– Колбаса! – кричит сержант в приоткрытую дверь туалета.
Колбаса – шнур, солдат, прослуживший полгода, вбегает почти сразу же.
Борода, такая кличка у сержанта, скидывает китель ему на руки и командует: – Съебал!
Колбаса расторопно исчезает.
Борода словно нехотя слезает с батареи и не спеша подходит к нам. Разглядывает всех троих.
Я так хочу ссать, что все мысли об одном – не обмочиться бы прилюдно.
– А ты? – спрашивает Борода Макса.
Макс быстро подносит древко швабры к губам, обозначая поцелуй. Борода треплет его по шее и отталкивает в сторону.
Теперь мы с Пашей у окна вдвоем.
Макс стоит и смотрит куда-то вниз и в сторону.
В карантине он злился на полученную кличку и не отзывался на нее.
Теперь кличка подкрепилась поступком. Здоровый, спортивный малый за месяц с небольшим превратился в трясущийся студень.
В Холодец.
Борода бьет умело, и становится ясно – долго мы не продержимся. Особенно ловко сержант орудует ногами. Мы то и дело отлетаем к умывальникам, натыкаясь на чьи-то руки, и нас выталкивают обратно.
Меня впервые бьют вот так, равнодушно, расчетливо и без ответа с моей стороны. Был бы другой момент – я бы посмеялся. Одна из причин, почему меня поперли из универа – драка в общаге.
Неожиданно побои прекращаются, и нас больше не трогают, лишь заставляют отжиматься под счет.
Делай раз! Опускаешься к полу. Делай два! Выжимаешь тело вверх. Делай раз!.. Делай два-а!..
Соломон харкает на пол, и теперь мое лицо прямо над его харкотиной. Когда я опускаюсь, я вижу в мелких пузырьках отражение тусклых и желтых сортирных ламп.
Главное – не упасть.
Борода меняет тактику:
– Так, Секс и Длинный отдыхают. Все остальные – упор лежа принять!
Вот это хуже. Называется – воспитание через коллектив. Твои товарищи начинают смотреть на тебя со злобой уже через пять-десять минут.
Криню, я слышал, избили вчера свои же. На зарядке Криня заявил, что устал. Его насильно оставили отдыхать, а остальных загоняли так, что те еле доползли до казармы. После отбоя старые усадили Криню на табурет, а вокруг него отжимались другие.

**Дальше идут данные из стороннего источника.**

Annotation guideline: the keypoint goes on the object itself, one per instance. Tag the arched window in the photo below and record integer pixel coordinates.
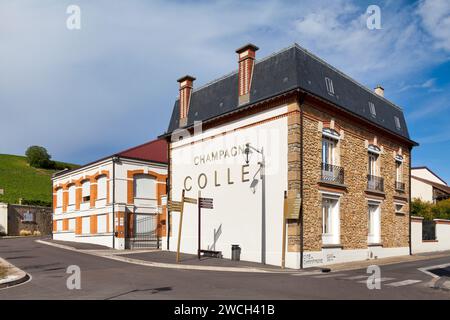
(86, 190)
(59, 198)
(144, 187)
(101, 187)
(72, 189)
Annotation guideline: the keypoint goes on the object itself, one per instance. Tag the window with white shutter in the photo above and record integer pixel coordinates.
(59, 198)
(101, 223)
(86, 225)
(101, 188)
(144, 187)
(86, 193)
(72, 189)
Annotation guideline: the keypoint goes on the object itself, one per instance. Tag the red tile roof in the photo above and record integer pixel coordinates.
(155, 150)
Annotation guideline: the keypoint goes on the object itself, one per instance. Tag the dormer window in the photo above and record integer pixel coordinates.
(374, 149)
(397, 123)
(330, 87)
(372, 109)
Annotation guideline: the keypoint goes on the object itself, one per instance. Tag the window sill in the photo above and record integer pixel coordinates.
(332, 184)
(332, 246)
(375, 244)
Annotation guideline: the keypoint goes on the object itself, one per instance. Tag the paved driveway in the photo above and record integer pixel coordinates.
(102, 278)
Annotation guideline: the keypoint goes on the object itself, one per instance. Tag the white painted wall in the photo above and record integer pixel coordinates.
(103, 237)
(236, 217)
(3, 218)
(421, 190)
(442, 237)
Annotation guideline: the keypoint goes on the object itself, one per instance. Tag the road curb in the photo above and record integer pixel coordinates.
(19, 276)
(169, 265)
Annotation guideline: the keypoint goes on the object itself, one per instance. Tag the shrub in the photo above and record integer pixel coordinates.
(441, 210)
(38, 157)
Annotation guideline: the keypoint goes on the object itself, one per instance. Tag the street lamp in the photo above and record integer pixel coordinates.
(247, 151)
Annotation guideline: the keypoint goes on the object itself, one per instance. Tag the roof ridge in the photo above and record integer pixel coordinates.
(235, 71)
(135, 147)
(312, 55)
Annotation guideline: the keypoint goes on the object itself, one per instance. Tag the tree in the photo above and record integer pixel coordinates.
(38, 157)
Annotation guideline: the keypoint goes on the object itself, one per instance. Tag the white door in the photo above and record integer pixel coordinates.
(374, 224)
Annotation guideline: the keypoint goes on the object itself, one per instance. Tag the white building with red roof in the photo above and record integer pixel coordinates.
(117, 201)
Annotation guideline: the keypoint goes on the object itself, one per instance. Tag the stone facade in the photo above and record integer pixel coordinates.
(353, 157)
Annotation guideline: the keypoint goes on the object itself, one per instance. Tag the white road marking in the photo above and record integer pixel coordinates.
(378, 280)
(356, 277)
(426, 269)
(403, 283)
(331, 275)
(306, 273)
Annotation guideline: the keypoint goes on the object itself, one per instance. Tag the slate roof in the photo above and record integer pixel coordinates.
(289, 69)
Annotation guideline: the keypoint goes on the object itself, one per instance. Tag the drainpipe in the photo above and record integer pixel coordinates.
(114, 160)
(169, 177)
(301, 100)
(409, 204)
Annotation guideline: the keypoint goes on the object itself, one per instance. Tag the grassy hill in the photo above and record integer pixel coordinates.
(19, 180)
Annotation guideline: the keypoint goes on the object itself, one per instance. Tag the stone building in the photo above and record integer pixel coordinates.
(290, 125)
(117, 201)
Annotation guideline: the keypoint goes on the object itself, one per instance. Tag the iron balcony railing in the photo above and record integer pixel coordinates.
(400, 186)
(375, 183)
(331, 173)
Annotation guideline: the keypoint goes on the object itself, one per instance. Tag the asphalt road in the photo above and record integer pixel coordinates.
(102, 278)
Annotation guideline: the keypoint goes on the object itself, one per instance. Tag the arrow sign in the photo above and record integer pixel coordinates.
(190, 200)
(175, 205)
(206, 203)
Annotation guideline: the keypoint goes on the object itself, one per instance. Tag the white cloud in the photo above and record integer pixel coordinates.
(435, 15)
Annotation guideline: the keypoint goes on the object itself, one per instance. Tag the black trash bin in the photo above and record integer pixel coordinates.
(235, 252)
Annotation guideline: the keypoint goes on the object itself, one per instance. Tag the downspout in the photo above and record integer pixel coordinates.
(114, 159)
(169, 176)
(301, 100)
(409, 204)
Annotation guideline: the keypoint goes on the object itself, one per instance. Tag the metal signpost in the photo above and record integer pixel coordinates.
(205, 203)
(290, 211)
(179, 206)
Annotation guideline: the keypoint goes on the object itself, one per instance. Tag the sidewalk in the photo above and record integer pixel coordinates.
(385, 261)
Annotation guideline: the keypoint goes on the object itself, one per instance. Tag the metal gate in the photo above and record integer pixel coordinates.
(142, 231)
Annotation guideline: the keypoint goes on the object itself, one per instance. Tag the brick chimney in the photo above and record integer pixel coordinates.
(379, 90)
(186, 85)
(246, 56)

Под Кринин счет.
Потом старые ушли, сказав: "Разбирайтесь сами." На Крине живого места не осталось.
Судорожно пытаюсь найти выход, хоть что-то сказать. Ничего не могу, лишь страх, один только страх… Пашка, кажется, ушел в себя и отрешенно наблюдает за происходящим.
Мы оба понимаем, что влезли в большую залупу, и теперь можем надеяться лишь на чудо.
Я пробую вспомнить лицо печального дедушки с бумажной иконки, что подарили нам в поезде бабки-богомолки. Куда делась иконка, и как звали изображенного на ней старика, я не помню.
Почему-то мне кажется, что это был Никола-Угодник.